State Farm Lloyds, Inc. v. Palasek, 847 S.W.2d 279 (Tex.App. -- San
Antonio 1992, no writ); Terry v. Kentucky Cent. Ins. Co., 836
S.W.2d 812 (Tex.App. -- Houston [1st Dist.] 1992, no writ);
St. Paul Guardian Ins. Co. v. Luker, 801 S.W.2d 614 (Tex.App. --
Texarkana 1990, no writ).

                                  11
results of that investigation of no value.           Indeed, there may be

cases in which the very handling of the investigation is itself a

violation of the duty of good faith and fair dealing insofar as the

actions of   the   investigator   can     fairly   be   attributed   to   the

insurer.22   In either event, this is not such a case; the results

of the investigation bolstered State Farm's already substantial and

reasonable basis for denying Thrash's claim.

     There is no evidence that a more thorough investigation would

have uncovered evidence affirmatively disproving arson or Thrash's

involvement, nor is there any indication that a more thorough

investigation would otherwise have undermined State Farm's basis

for so suspecting.   Furthermore, even disregarding the results of

the physical   investigation,     State    Farm    possessed   overwhelming

evidence of arson including the conclusion of the local fire

marshal, evidence that Thrash purchased the policy shortly before

the fire, was the last person seen at the house before the fire,

and that he moved many if not most of his belongings from the house

shortly before the fire.

     We must judge the insurer's actions against a standard of

reasonableness as of the time of its challenged decision in light

of all relevant circumstances.       That the jury may have decided

Thrash did not commit arson is not dispositive of this issue.

State Farm is not bound to prove that it was correct in its

judgment; rather, it was for Thrash to prove that it had no

     22
          See Automobile Ins. Co. v. Davila, 805 S.W.2d 897
(Tex.App. -- Corpus Christi 1991, writ denied).

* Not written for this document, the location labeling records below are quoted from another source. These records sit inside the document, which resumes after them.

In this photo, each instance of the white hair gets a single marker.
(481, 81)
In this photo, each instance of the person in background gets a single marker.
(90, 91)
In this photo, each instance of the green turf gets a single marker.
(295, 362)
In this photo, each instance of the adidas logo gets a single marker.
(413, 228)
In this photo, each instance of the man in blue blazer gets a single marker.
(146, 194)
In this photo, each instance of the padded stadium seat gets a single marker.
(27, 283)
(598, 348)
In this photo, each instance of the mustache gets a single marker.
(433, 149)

                                   12
reasonable basis for denying his claim.23 We conclude and hold that

such a basis existed as a matter of law and that State Farm did not

breach its duty of good faith and fair dealing.    Accordingly, we

reverse the award of $2,000 in mandatory treble damages under

section 17.50(b)(1) of the DTPA.   We likewise reverse the award of

$200,000, premised on a finding of mental anguish and violation of

the DTPA.24   Only the contractual damages under the policy may be

awarded.

     The judgment appealed is REVERSED and judgment in favor of

State Farm is RENDERED.

     23
          Texas Empl. Ins. Ass'n v. Puckett, 822 S.W.2d 133
(Tex.App. -- Houston [1st Dist.] 1991, writ denied).

    24
          The only evidence adduced at trial to support an award to
compensate for mental anguish was Thrash's and his family's
testimony to the effect that Thrash was "embarrassed and worried"
over this lawsuit. Texas law does not recognize as compensable
mere worry or embarrassment.    Hicks v. Ricardo, 834 S.W.2d 587
(Tex.App. -- Houston [1st Dist] 1992 no writ history). Thrash's
argument that the refusal to pay constituted libel per se for which
no proof of injury is required, suspect as it is, will not be
considered for the first time on appeal.